Review by Marie Friend reviews_she_dreams.html
By Wanda Burch
New World Library 2003
Price $14.95
This is not your average, run of the mill dream book, whereby the author gives interpretations of dream symbols or guides the reader into recalling their dreams. Not that there is anything wrong with such books, (I have several of my own) - but She Who Dreams is in a class all by itself and it is superb.
This is the story of one woman's survival of the dread disease of cancer. She has such faith in her dreams that she is alive to tell her story thirteen years after the fact. No, it isn't another self-help book either, although it will inspire you and uplift you whether you have a life threatening illness or not.
In her Introduction to her story, Wanda Burch makes a simple, yet profound statement. "I am alive because I dream." (pp xiii). From this opening declaration she tells a story that resonated with my spirit and my own innate belief in the importance, no the absolute necessity of taking note of our dreams in order to lead our lives as we vowed to do when we entered this world. Our dreams are an integral part of our existence and Wand Burch brings this home to the reader in no uncertain terms.
She was born and raised in the South, of Irish/American stock. Her maternal grandmother was a strong influence during her childhood, teaching her the importance of her dreams. It became a morning ritual, at the breakfast table, to discuss her nightly dreams with her Mother. She grew up to marry 'the boy next door' had a son with whom she obviously has a strong bond and a job that she loved. In other words, she lived the proverbial American dream of a happy family unit. Added to this she enjoyed the friendship of Robert Moss, author of Conscious Dreaming (he writes very good Foreword to her book.)
For years she ignored a continuous warning dream of her imminent death, that would take place at the age of forty-three - - until this dream became almost a reality. She knew that she had breast cancer. After fighting the medical professionals who initially scoffed at her announcement that she had a malignancy, she was finally diagnosed as having a mass in her left breast, jus as her dreams had foretold.
This is a book that I had a hard time putting down until I'd come to the last page. The writing flows rhythmically and her descriptive style kept my attention without flagging, with its warmth and poignancy. She gives a clear portrayal of this crisis in her life and how it affects the people around her. We can all relate to a seemingly, impersonal, medical society that can appear to be cold and uncaring at times. Fortunately, as she soon learns, there are supportive doctors such as the oncologist that she shares her dreams with during her chemotherapy treatments. I felt the courage of this woman and empathized with her fears, as she kept control of her life and her sanity by following the messages of healing that came to her through her dreams.

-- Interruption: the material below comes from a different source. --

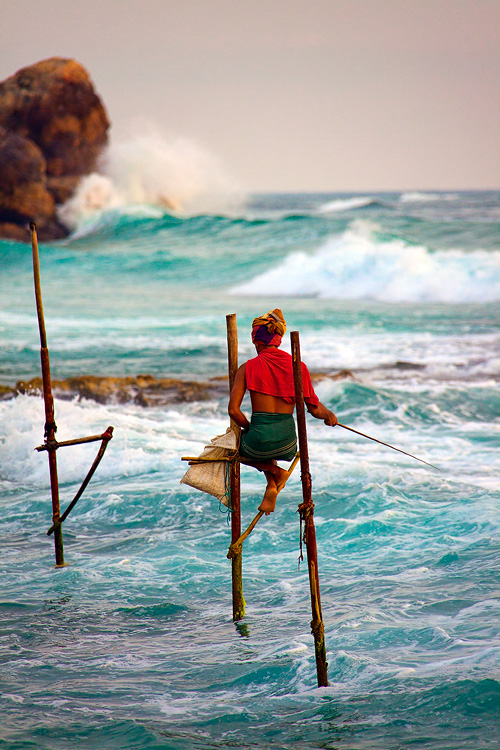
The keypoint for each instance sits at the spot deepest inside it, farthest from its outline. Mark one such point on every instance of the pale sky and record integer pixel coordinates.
(312, 95)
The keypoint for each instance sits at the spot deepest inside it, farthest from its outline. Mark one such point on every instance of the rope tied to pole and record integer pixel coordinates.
(305, 510)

She takes the reader along with her as she shares her dreams and healing experiences with a candor that I found admirable and certainly fascinating. I found myself becoming emotionally teary eyed as she describes a dream that she has when she is desperately trying to renegotiate her 'contract' for the extension of her life. Her dream/vision of being in the presence of an almighty power is awesome and humbling. It made me very much aware of a human being's vulnerability and powerlessness when we are confronted by that all encompassing Power we call by a myriad of names.
Prior to her surgery, she makes a commitment to make a journey to Africa and for three weeks, lives among an Ashanti tribe. These people honor nature in a way that reminded me of the ancient Pagans of Europe and the Native American Indians. This journey not only helps her to prepare for her ordeal ahead but also brings her into contact with a race of people who live by their old traditions and metaphysical concepts. This part of the book is worth reading even if you didn't read the rest of it, but of course, you will finish it as the story keeps pulling at you. After reading about these Ashanti people I was left pondering the question as to whether they are really a third world culture - or if we are!
It goes without saying that She Who Dreams is a book for everyone who values the importance of our dreams. It should be in the library of all dreamers.